#932 Obinutuzumab for the treatment of refractory PLA2R-associated membranous nephropathy: a single-center cohort study

The established first-line immunosuppressive treatment for membranous nephropathy, rituximab, is met with resistance in some cases of refractory disease. Obinutuzumab, a Type II humanized CD20 monoclonal antibody, has been documented in international case reports as a potential treatment for refractory membranous nephropathy, yet application in China is in its infancy. This study aims to investigate the preliminary short-term efficacy and safety profile of obinutuzumab in such challenging cases.

We assessed six adult patients with PLA2R-associated membranous nephropathy unresponsive to rituximab, prednisone combined with cyclophosphamide, and calcineurin inhibitors. Obinutuzumab was administered intravenously at 1000 mg, preceded by prophylactic dexamethasone and diphenhydramine to mitigate infusion reactions. Immunological remission was defined as a reduction of anti-PLA2R antibodies to titers below 2RU/ml.
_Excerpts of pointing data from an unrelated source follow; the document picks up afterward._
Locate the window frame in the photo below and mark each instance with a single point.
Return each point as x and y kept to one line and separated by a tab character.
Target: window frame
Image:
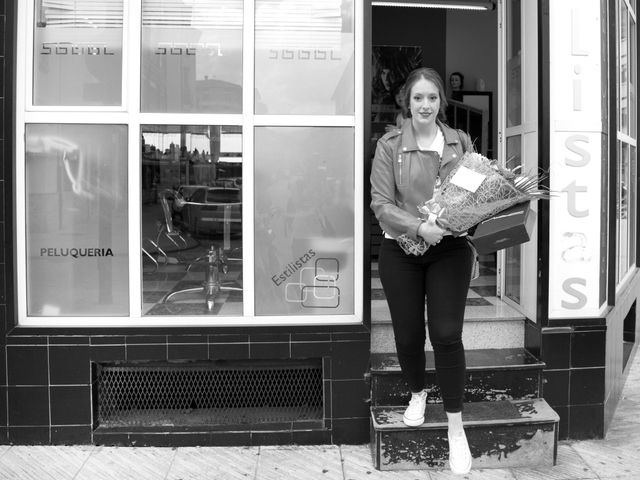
129	114
624	137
Baseline characteristics at the initiation of obinutuzumab treatment included an average disease duration of 3.6 ± 2.1 years and a median patient age of 54 years, with a male predominance (3:1 ratio). Laboratory findings at baseline revealed serum albumin at 22 ± 4 g/L, serum creatinine at 133 ± 68 μmol/L, and a significant 24-hour urinary protein quantification (24 hUP) at 7.1 ± 2.9 g/d. The median baseline anti-PLA2R antibody titer was substantial at 90 (range 50-671) RU/ml. At follow-up (9.1 ± 3.7 months), immunological remission rates post-obinutuzumab at 1, 3, and 6 months were 33.3%, 50%, and 50%, respectively. By the end of the study, CD19+ B-cells were depleted (< 5 cells/μL) for an average duration of 6.8 ± 2.6 months. At this juncture, improvements were noted with increased serum albumin (33 ± 8 g/L) and decreased serum creatinine (125 ± 80 μmol/L), along with a reduction in 24 hUP to 4.7 ± 6.2 g/L. Clinical evaluations indicated two cases of complete remission and two of partial remission. In the remaining two patients, 24 hUP was halved compared to baseline. Prednisone dosage was reduced to 7 ± 7 mg/day, with a corresponding reduction in cyclosporine and tacrolimus dosages, and cessation of cyclophosphamide and Tripterygium wilfordii polyglycosides. There were no acute infusion reactions, but two patients suffered severe infections, including one fatality, related to COVID-19 during the pandemic.

Obinutuzumab emerges as a novel agent in the immunosuppressive armamentarium against refractory PLA2R-associated membranous nephropathy, warranting further long-term study. The enduring B-cell depletion necessitates a careful pre-treatment risk assessment for opportunistic infections, particularly during the ongoing COVID-19 pandemic.